Alan Waldron

Personal information
- Full name: Alan Noel Edwin Waldron
- Born: 23 December 1920 Southsea, Hampshire, England
- Died: 2 September 1999 (aged 78) Richmond, London, England
- Batting: Right-handed
- Bowling: Right-arm fast-medium

Domestic team information
- 1948: Hampshire

Career statistics
| Competition | First-class |
| Matches | 4 |
| Runs scored | 91 |
| Batting average | 13.00 |
| 100s/50s | –/1 |
| Top score | 52 |
| Balls bowled | 396 |
| Wickets | 3 |
| Bowling average | 68.00 |
| 5 wickets in innings | – |
| 10 wickets in match | – |
| Best bowling | 2/66 |
| Catches/stumpings | 3/– |
- Source: Cricinfo, 16 January 2010

= Alan Waldron (cricketer) =

English cricketer

Alan Noel Edwin Waldron (23 December 1920 — 2 September 1999) was an English first-class cricketer and an officer in the British Army.

Waldron was born in Southsea in December 1920. He was educated at St Edward's School, Oxford. Waldron served in the Second World War, being commissioned into the Hampshire Regiment as a second lieutenant in October 1939. While barracked on the Isle of Wight in January 1940, Waldron was involved in a road traffic collision with a Private Ralph Cooper, in which Cooper was killed. A jury at the subsequent inquest returned a verdict of accidental death. He was promoted to lieutenant in April 1941. Waldron was awarded the Military Cross (MC) in September 1943, and gained a bar to his MC in November 1945, two months after the end of the war. Following the war, he was promoted to captain in July 1946.

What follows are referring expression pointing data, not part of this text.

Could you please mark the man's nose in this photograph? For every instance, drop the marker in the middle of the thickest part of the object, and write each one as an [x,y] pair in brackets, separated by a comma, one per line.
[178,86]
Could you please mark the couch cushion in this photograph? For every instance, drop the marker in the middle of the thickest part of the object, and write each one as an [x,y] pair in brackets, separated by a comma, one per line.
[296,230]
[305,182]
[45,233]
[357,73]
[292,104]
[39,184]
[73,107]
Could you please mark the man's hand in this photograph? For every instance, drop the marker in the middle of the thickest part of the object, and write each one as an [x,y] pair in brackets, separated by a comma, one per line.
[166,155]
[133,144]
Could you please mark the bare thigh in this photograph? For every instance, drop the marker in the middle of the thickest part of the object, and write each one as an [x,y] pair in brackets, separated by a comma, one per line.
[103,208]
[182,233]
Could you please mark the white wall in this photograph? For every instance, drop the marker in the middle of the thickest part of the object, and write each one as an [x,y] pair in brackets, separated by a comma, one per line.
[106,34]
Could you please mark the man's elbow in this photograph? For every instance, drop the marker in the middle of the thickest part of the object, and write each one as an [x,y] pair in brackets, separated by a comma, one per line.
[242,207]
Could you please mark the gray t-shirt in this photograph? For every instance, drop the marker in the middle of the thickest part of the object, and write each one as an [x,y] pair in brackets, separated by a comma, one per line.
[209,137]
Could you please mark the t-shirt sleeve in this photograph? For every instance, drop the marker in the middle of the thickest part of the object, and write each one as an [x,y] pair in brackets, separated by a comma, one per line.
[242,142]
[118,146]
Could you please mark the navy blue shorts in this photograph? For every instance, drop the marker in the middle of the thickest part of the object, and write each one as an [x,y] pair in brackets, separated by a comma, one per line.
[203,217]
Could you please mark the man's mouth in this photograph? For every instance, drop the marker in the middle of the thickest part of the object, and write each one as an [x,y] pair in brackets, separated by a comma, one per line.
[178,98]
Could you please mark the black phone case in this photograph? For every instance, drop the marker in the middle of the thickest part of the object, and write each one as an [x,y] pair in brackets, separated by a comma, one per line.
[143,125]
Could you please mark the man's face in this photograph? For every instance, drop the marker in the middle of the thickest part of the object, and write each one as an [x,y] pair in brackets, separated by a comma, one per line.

Waldron played first-class cricket on four occasions in 1948. His first two matches came for Hampshire against Cambridge University and the Combined Services, with both matches played at Aldershot. He followed these up with two appearances for the Combined Services, against Glamorgan at Pontypridd and Worcestershire at Worcester. He scored 91 runs in his four matches, with a highest score of 52 for Hampshire against the Combined Services. With his right fast-medium bowling, he took three wickets.

Waldron retired active service in May 1952 with a gratuity, at which point he was granted the honorary rank of major. He died in Richmond at the Royal Star and Garter Home on 2 September 1999. He was subsequently cremated at the Putney Vale Crematorium on 23 September.